Special thanks to Masterpiece Conference 2013 whose speakers Leigh Kohler (quoted) and Donna Stuart helped inspire this post.

If you’ve seen the YouTube video Pep Talk from Kid President, you know just how cute that kid is.  My favorite line is “It’s like that dude Journey said, “Don’t stop believing” …unless your dream is stupid, then get another dream!”  The video leaves you with the charge to give the world a reason to dance because everyone has the ability to do or be something awesome.  What is there not to love about that video?  It’s our generation’s version of the American dream. We all want to make the world a better place, regardless of if you love Jesus or not.  We tell our children they can be anything they want.  Dozens of reality TV shows are created so ordinary people can have a shot at reaching their dream of becoming the world’s best chef, model, singer, dancer, and so on.

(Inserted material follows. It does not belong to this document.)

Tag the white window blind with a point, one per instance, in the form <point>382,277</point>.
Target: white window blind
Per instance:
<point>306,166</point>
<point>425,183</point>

Don’t get me wrong- I’m a dreamer if there ever was one!  I love how Eph 3:20 states that God “is able do far more abundantly beyond all that we ask or think.” I think like any good father, God wants to see our dreams come to fruition.  It doesn’t always feel that way, though.  I have recently felt like I am living in the realm of all things ordinary.  The great things I want to happen seem to be outside of my grasp. There are times when it seems like the Lord is doing the exact opposite of the good dream that I’m wanting.  I repeat: GOOD dreams – not sinful, selfish ones- but ones that will bring Him glory or grow me in my walk with Him or make a difference in the world! So when those ‘closed doors’ come, it hurts.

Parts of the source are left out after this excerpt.